I hope you are having a blessed Sunday! I wanted to give you an essential recipe that I believe everyone should have in their fridge or freezer at all times. Stock! Vegetable Stock to be exact. It’s great for the fall time when you want to make soups, add flavor to rice or flavor to chili.
Take a look at this Vegan and Vegetarian recipe below. As always, feel free to like, share, or comment about this recipe. You can follow me on Instagram @foxyveggies.
© Copyright 2016 Foxy Veggies – All Rights Reserved
Ingredients for Mirepoux (standard medley base of carrots, celery, and onions for all stocks)
- 1 Carrot
- 1 Celery Stalk
- 1 1/2 Yellow Onion
- Cold Water that covers the vegetables
Ingredients for Sachet (cheesecloth spice packet)
- A small bunch of Parsley Stems
- 1 tsp of dried Thyme
- 3 Bay Leaves
- 1 tsp of Black Peppercorns
- Square of Cheesecloth
- Twine to tie the sachet
- Take your onions and dice them and give your celery and carrots a rough chop. Feel free to add the onion peels as well. They add flavor to the stock. Please remove the skin that may appear to be molded.
- You should have more onions compared to the celery and carrots.
- Take out a big stock pot and add in your vegetables.
- Add the cold water to the pot so that it covers the vegetables.
- Then, take your cheesecloth square and put your Black peppercorns, Parsley stems, Thyme, and Bay leaves to the center of the square. Take all ends of the cheesecloth to make a bundle and twist. Secure it with the Twine leaving enough Twine length to tie to your stock pot handle.
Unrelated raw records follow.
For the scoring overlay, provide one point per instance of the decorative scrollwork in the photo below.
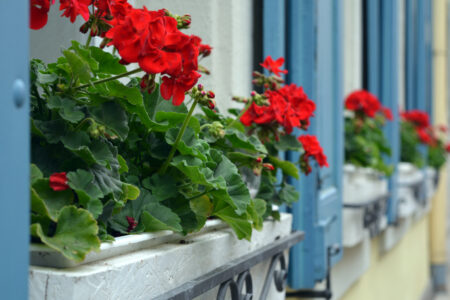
(236, 287)
(279, 276)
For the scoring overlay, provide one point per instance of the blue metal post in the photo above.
(14, 149)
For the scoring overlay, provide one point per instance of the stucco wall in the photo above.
(226, 25)
(400, 274)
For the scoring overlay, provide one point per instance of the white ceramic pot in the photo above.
(360, 185)
(146, 265)
(408, 177)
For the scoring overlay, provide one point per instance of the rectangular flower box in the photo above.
(145, 266)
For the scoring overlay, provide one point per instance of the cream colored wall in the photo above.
(400, 274)
(438, 219)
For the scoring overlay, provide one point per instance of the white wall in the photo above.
(226, 25)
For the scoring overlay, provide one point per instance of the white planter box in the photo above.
(150, 271)
(360, 185)
(408, 177)
(430, 180)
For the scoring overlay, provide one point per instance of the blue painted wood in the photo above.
(274, 42)
(389, 93)
(374, 46)
(274, 24)
(14, 150)
(314, 61)
(410, 43)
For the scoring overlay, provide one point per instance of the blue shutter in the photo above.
(313, 54)
(14, 149)
(382, 73)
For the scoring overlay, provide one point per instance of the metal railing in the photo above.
(224, 276)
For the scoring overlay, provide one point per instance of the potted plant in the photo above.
(421, 146)
(365, 170)
(121, 163)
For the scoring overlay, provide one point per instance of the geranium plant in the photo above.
(113, 157)
(365, 143)
(417, 131)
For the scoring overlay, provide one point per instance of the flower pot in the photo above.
(409, 181)
(360, 187)
(145, 266)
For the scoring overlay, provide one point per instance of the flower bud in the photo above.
(268, 167)
(211, 104)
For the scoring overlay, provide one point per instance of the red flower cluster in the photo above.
(288, 106)
(132, 223)
(312, 149)
(421, 122)
(152, 39)
(58, 181)
(367, 103)
(418, 117)
(274, 66)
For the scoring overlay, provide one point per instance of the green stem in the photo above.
(199, 195)
(178, 139)
(247, 106)
(109, 79)
(88, 42)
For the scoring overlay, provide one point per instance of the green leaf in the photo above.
(108, 63)
(189, 144)
(163, 187)
(286, 166)
(47, 202)
(82, 180)
(130, 192)
(236, 192)
(202, 206)
(80, 68)
(241, 141)
(288, 194)
(67, 108)
(157, 217)
(51, 130)
(112, 116)
(75, 235)
(239, 223)
(131, 94)
(85, 54)
(123, 164)
(36, 174)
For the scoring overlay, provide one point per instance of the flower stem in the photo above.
(247, 106)
(109, 78)
(88, 41)
(178, 139)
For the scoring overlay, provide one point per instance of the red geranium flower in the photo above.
(288, 106)
(387, 113)
(447, 147)
(153, 40)
(364, 102)
(131, 223)
(58, 181)
(204, 50)
(425, 136)
(312, 149)
(418, 117)
(39, 13)
(274, 66)
(73, 8)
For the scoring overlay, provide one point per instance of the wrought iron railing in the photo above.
(236, 275)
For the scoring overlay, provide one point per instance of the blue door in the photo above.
(314, 62)
(14, 149)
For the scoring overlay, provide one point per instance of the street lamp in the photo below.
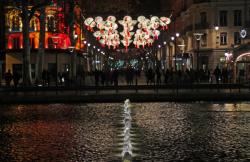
(197, 36)
(174, 38)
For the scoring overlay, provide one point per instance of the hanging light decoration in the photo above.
(107, 34)
(128, 25)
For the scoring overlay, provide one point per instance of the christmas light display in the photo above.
(106, 31)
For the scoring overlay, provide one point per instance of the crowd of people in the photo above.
(133, 76)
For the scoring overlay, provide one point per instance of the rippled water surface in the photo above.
(88, 132)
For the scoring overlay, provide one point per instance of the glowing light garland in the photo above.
(148, 30)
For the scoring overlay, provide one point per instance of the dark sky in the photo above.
(122, 7)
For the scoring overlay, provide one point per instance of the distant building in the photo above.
(58, 47)
(221, 23)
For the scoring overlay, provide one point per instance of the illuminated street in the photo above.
(124, 80)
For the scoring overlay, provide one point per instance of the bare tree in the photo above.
(26, 17)
(26, 45)
(41, 50)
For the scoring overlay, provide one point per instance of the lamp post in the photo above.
(197, 36)
(174, 38)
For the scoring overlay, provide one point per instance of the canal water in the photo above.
(90, 132)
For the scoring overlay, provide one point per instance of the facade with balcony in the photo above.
(220, 22)
(58, 47)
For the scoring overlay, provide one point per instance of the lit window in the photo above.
(223, 38)
(237, 39)
(237, 18)
(223, 18)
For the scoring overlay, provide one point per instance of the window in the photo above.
(223, 38)
(32, 43)
(237, 38)
(237, 18)
(51, 23)
(203, 18)
(16, 43)
(223, 18)
(204, 40)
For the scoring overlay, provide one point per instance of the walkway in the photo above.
(140, 93)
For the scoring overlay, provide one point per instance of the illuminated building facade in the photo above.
(220, 22)
(58, 46)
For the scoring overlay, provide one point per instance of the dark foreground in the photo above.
(204, 92)
(166, 131)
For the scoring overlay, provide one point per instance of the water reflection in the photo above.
(88, 132)
(58, 132)
(194, 132)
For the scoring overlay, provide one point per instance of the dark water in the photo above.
(88, 132)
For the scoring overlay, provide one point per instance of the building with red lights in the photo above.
(58, 45)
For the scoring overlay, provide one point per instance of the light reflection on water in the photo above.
(88, 132)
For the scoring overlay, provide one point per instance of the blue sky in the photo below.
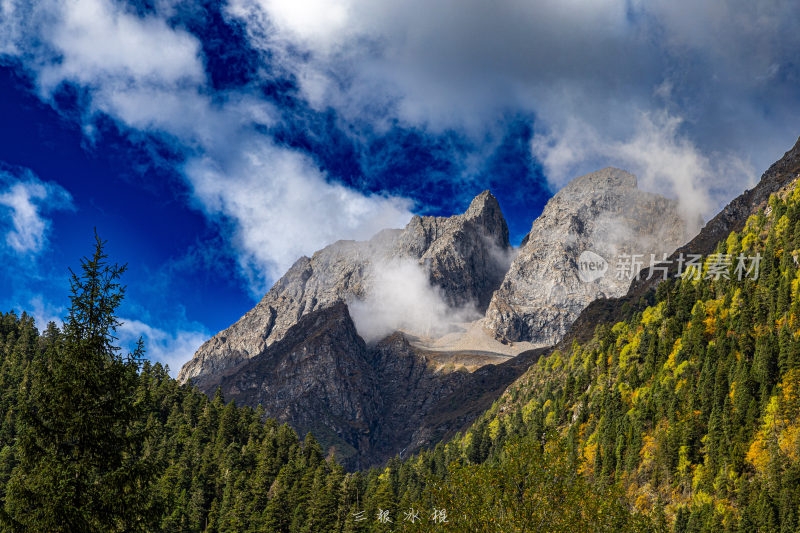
(212, 143)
- Drop your Sachet in the pot with the water and veggies and bring to a boil.
- Once at a boil, turn to low and simmer for an hour. Skim the top if foam rises to the top.
- Once done, strain out the veggies and cool the stock in an ice water bath.
- Portion out in quart bags and you have stock you can freeze and grab out when you need it.